Applied Arts, December 2014
Mobile billboards and their all-uppercase, badly kerned, scratched plastic letters do have a place in the advertising world
Portable signs. They’re popping up everywhere. You know the ones. They loiter outside gas stations, strip malls and community centres. Their clipped messages hawk everything from 241 SOFT DRINKS to KEEP GRANDMA OFF THE STREET BINGO NIGHTS. The classic rectangular sign typically sits atop a pair of wheels, its white backdrop enabling movable black and red plastic letters to speak freely. The new, sportier models come with deep black façades, trendy fluorescent fonts and hover above slender metal legs. Like pernicious weeds, these mobile billboards are taking over the landscape.
Now I could go on and on about what I don’t like about portable signs — words like ugly or offensive or unsophisticated come to mind. But I’d rather spend the time telling you what I actually like about them. Just so we are clear, I’m talking about the older white signs. Not the new black and fluorescent version — those signs are just showing off.
It’s the messages themselves that I find fascinating; they serve up freedom of speech at its best, and its worst. Think about it for a moment. You can rent your own sign, put it on your property and broadcast pretty much whatever you choose. Hand in hand with this inalienable right goes freedom of expression, freedom of spelling, freedom of grammar and freedom of stupidity. All of which make for some entertaining reading.

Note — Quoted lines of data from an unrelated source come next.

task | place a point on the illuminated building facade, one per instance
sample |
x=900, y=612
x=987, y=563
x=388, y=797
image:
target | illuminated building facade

Let’s start with freedom of expression. For some strange reason, churches are particularly enamored with spreading the good word using these signs. Who knew religion had such a sense of humour? The Presbyterian Church postulates: THERE ARE SOME QUESTIONS THAT CAN’T BE ANSWERED BY GOOGLE. The Baptist Church, not to be outdone, offers up: WALMART IS NOT THE ONLY SAVING PLACE and CHOOSE THE BREAD OF LIFE OR YOU ARE TOAST. The art of the one-liner is alive and well and working outside places of worship everywhere. But some of these sermonettes are a bit much. Take for instance: A FREE THINKER IS SATAN’S SLAVE or YOU GIVE GOD THE CREDIT - NOW GIVE GOD THE CASH. They don’t sound like the kind of churches you’d want to be a member of. Do they?
Next, spelling mistakes and bad grammar. I’m guessing the restaurant that advertised COFEE & MUFIN was simply running low on the letter F. This directive, found on a small town’s official welcoming sign, says a lot about what lies ahead: ENGLISH IS OUR LANGUAGE NO EXCETIONS - LEARN IT. And why is it that signs at schools have a high incidence for error: WE ARE COMMITTED TO EXCELLENSE and OUR TEACHERS MAKE A DIFFERANCE. If I was giving out grades, I’d give the first one a C and the second one an E.

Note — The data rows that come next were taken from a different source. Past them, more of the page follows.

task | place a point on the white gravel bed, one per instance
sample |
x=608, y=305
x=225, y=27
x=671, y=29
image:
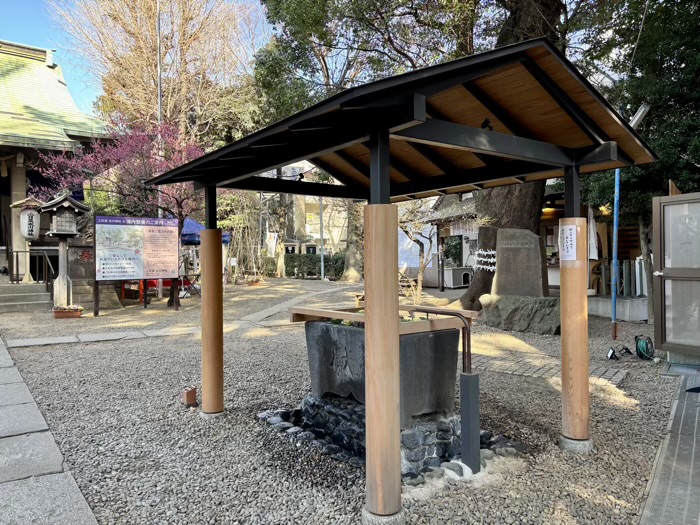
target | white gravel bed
x=140, y=457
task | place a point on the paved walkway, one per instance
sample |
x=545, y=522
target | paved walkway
x=34, y=487
x=674, y=492
x=524, y=365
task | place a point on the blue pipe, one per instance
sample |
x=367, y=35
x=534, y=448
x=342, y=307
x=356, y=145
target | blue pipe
x=615, y=269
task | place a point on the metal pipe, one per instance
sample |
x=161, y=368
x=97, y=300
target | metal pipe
x=466, y=333
x=615, y=269
x=323, y=269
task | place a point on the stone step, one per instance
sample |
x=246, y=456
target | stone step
x=22, y=288
x=34, y=306
x=12, y=298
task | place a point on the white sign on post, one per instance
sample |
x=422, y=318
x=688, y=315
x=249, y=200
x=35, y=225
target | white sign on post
x=567, y=243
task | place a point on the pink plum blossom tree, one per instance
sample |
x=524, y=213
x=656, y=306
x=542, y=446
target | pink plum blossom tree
x=112, y=172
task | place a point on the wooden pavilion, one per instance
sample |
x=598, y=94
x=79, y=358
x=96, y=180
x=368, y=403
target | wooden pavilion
x=513, y=115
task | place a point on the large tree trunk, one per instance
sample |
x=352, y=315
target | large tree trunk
x=353, y=255
x=520, y=205
x=481, y=283
x=648, y=269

Then there’s everyone’s favourite: rearranged letters. Who hasn’t wanted to play around with those movable characters? It’s so tempting. Imagine the fun someone had altering the letters of the word SPINE in the following words of wisdom from a chiropractor: LIFE IS GREAT WHEN YOUR SPINE IS STRAIGHT. You’ll get lots of laughs when you remove a couple of letters from this drug store’s sign: CLASS PHOTOS $7.99. Not that all examples have to be rude. A few alterations changed this fast food sign from BUY A CORN DOG - GET A FREE STICK to BUY A CORN DOG - GET FREE TICKS. The car wash special WASH AND WAX $14.99 morphs into something quite different when it becomes HANDSAW WAX $14.99. All are eclipsed by this frustrated sign master’s cry for help: QU!T 5T3AL!NG O R LETT3R$.
The signs that make all of the bad ones easier to stomach are the clever ones. Yes, they are few and far between, but finding one is so rewarding. Take, for instance, the ice cream stand that says, SCREAM UNTIL DADDY STOPS THE CAR or the one next to the law enforcement precinct: POLICE STATION TOILET STOLEN - COPS HAVE NOTHING TO GO ON. And don’t you wish you’d penned: I WAS ADDICTED TO THE HOKEY POKEY BUT I TURNED MYSELF AROUND! Like orange pylons on a highway, these gems stand out.

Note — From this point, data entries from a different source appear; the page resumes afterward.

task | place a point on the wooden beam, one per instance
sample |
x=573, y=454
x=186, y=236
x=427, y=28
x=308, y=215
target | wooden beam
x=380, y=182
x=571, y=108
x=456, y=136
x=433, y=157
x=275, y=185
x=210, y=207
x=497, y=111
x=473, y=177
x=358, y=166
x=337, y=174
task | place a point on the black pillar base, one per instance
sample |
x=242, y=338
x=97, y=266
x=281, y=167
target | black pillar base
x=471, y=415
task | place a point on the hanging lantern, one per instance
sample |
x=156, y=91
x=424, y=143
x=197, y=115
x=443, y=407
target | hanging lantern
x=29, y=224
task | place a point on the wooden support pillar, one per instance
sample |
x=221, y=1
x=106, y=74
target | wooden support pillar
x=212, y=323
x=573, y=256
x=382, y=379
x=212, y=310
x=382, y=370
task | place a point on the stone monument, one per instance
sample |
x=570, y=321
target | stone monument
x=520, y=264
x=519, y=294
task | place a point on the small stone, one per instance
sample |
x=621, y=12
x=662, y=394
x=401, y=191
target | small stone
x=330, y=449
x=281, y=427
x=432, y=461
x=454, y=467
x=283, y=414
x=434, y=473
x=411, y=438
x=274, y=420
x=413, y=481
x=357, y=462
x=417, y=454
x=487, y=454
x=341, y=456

David Ogilvy, one of the original Mad Men and better known as “The Father of Advertising,” once said, “…If you’re trying to persuade people to do something, or buy something, it seems to me you should use their own language, the language they use every day, the language in which they think.”
I’m not so sure that portable sign messages were what Ogilvy had in mind when he said this. Nonetheless, portable sign language is simple and direct. Although the majority of these communiqués are workaday and forgettable, they do get the word out. And I suppose that’s all we should expect from a gas station announcing a sale on windshield washer fluid. We may all be capable of writing — but that doesn’t make us good advertisers.